Richard Shickle, chairman of the Frederick County Board of Supervisors, said McKesson’s investment is “indicative of the pro-business climate in Frederick County.”
Barker believes the partnership between local and state economic development offices went a long way toward tipping the scales in Frederick County’s favor. “The VEDP was very active. I think it sends a strong message when you have a state and a locality working as one to meet a company’s goals, both for their business and their employees.”

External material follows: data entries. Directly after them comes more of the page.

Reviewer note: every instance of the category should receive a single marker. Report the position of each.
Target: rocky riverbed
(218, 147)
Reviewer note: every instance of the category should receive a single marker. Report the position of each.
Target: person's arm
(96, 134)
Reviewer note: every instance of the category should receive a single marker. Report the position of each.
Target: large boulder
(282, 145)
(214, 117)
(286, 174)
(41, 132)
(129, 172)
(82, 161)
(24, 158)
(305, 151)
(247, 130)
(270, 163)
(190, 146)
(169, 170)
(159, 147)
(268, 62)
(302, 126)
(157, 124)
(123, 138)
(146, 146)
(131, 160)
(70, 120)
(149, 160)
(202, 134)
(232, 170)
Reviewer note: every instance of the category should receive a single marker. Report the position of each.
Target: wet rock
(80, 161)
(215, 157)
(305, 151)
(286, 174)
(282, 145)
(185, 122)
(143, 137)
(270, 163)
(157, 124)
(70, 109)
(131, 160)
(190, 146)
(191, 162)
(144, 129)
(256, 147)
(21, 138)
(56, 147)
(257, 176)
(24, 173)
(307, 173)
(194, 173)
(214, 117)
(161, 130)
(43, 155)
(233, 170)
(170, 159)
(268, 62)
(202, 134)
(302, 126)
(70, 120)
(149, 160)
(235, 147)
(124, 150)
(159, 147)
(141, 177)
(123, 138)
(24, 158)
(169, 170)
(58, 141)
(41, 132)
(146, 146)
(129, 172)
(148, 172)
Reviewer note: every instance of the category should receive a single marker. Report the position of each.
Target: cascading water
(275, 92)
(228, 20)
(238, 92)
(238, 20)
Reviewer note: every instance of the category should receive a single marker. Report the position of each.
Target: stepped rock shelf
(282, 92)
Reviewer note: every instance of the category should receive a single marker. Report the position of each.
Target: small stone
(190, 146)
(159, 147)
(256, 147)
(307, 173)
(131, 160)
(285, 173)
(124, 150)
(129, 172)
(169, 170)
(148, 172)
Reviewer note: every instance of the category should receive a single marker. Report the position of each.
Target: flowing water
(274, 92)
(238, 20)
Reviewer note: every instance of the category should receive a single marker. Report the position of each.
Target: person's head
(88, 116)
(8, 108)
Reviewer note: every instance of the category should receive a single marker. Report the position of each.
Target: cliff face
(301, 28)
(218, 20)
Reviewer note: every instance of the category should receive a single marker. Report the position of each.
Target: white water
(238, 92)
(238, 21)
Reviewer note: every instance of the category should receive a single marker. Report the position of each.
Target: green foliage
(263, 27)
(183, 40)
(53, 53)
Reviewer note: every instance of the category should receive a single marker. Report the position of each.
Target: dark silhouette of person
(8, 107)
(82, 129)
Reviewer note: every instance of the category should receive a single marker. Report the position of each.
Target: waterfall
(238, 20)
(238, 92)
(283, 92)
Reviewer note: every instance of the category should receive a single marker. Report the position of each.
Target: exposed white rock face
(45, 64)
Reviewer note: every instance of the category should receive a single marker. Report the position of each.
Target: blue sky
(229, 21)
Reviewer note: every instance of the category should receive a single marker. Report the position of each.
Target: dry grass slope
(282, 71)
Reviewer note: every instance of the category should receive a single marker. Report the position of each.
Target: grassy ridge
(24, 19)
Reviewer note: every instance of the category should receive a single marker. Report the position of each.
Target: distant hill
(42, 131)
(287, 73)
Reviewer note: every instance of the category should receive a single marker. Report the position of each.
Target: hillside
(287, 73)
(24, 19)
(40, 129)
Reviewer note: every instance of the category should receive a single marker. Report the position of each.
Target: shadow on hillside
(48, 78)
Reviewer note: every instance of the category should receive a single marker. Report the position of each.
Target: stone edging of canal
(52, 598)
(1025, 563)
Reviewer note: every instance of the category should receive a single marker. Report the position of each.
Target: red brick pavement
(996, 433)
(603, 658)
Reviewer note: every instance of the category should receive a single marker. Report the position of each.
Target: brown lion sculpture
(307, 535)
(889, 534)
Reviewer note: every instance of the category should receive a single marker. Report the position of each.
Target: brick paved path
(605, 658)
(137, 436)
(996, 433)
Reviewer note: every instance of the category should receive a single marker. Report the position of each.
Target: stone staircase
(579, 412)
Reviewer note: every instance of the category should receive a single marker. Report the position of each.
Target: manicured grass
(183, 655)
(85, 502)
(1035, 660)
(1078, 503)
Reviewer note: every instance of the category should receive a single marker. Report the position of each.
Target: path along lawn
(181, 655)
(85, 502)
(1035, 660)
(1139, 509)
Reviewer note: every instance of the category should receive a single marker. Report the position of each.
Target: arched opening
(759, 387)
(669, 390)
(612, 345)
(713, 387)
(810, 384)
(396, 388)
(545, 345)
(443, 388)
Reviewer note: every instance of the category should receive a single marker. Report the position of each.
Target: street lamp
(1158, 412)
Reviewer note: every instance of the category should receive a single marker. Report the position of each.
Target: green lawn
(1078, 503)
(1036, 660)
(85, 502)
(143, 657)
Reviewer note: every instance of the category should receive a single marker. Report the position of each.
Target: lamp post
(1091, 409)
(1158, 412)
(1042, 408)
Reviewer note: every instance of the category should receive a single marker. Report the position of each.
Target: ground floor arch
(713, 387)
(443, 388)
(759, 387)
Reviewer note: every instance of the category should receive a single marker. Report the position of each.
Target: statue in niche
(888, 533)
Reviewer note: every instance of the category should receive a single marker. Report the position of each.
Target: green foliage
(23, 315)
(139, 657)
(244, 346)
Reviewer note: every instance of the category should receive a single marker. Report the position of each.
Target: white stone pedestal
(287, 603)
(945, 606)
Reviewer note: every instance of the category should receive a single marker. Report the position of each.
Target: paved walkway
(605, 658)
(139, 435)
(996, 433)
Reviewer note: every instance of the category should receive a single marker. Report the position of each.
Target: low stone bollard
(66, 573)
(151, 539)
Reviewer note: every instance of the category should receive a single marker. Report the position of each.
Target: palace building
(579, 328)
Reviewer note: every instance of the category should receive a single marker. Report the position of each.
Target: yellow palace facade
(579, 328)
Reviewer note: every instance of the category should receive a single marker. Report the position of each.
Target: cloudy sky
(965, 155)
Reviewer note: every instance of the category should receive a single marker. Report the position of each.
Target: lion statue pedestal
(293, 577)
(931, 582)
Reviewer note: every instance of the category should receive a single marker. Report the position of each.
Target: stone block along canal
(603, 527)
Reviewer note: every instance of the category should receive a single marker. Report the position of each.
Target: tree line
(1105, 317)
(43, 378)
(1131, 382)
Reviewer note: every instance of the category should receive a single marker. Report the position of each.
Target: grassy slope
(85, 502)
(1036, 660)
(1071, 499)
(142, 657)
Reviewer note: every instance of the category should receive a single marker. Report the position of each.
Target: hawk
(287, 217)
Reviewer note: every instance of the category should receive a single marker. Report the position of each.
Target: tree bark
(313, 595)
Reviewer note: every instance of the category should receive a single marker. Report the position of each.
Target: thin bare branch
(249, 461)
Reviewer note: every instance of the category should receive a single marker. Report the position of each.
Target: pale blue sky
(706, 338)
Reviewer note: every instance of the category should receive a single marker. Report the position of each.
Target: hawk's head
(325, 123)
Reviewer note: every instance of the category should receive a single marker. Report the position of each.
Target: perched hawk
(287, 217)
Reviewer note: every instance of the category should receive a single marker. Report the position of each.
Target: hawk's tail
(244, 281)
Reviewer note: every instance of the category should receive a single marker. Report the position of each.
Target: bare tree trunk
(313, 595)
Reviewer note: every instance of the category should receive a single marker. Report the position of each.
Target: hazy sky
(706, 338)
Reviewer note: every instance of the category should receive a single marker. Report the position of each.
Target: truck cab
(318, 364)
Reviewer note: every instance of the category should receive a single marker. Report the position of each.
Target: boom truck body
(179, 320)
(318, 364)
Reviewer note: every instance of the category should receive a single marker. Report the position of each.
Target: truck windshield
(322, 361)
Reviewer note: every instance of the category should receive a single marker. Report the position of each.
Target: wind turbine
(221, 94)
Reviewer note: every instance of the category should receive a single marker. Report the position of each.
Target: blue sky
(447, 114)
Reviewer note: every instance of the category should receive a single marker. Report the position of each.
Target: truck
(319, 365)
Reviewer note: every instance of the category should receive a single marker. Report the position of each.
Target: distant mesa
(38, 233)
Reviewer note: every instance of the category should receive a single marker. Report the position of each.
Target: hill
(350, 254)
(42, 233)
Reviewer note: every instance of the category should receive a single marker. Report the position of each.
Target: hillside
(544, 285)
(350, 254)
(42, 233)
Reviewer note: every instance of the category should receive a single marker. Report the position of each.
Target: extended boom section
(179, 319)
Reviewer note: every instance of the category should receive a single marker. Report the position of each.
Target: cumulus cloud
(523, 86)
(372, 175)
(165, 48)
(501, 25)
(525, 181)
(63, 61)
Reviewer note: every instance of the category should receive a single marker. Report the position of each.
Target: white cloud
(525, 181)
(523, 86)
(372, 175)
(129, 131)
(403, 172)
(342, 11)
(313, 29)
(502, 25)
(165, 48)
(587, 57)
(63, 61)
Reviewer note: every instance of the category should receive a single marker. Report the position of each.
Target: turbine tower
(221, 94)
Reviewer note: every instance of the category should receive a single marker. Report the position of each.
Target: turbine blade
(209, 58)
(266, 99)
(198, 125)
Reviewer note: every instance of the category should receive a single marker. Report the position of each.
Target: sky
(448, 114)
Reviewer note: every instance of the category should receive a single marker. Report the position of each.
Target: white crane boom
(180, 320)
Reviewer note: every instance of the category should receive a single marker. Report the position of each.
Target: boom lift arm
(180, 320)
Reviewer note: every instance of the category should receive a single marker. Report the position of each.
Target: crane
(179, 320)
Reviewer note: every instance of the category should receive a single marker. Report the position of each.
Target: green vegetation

In a statement announcing the deal last summer, Stanton McComb, president of McKesson Medical-Surgical, called the project “another great opportunity to match the strength of Virginia’s infrastructure and labor force with our strong growth.”
The McKesson name is already familiar to Winchester-based Valley Health, which owns and operates six hospitals in northwest Virginia and eastern West Virginia. The health-care provider has used McKesson’s front-end revenue management system to streamline patient access and determine consumers’ financial responsibility in advance of care delivery since mid-2009.
The company’s most recent investment will bring additional diversity to the Winchester-Frederick County economy, Barker said.
“For us, distribution is somewhat outside of our normal targeted business sectors,” he said, “but McKesson has strong name recognition and it will allow us to build on the positive momentum we’ve been seeing.”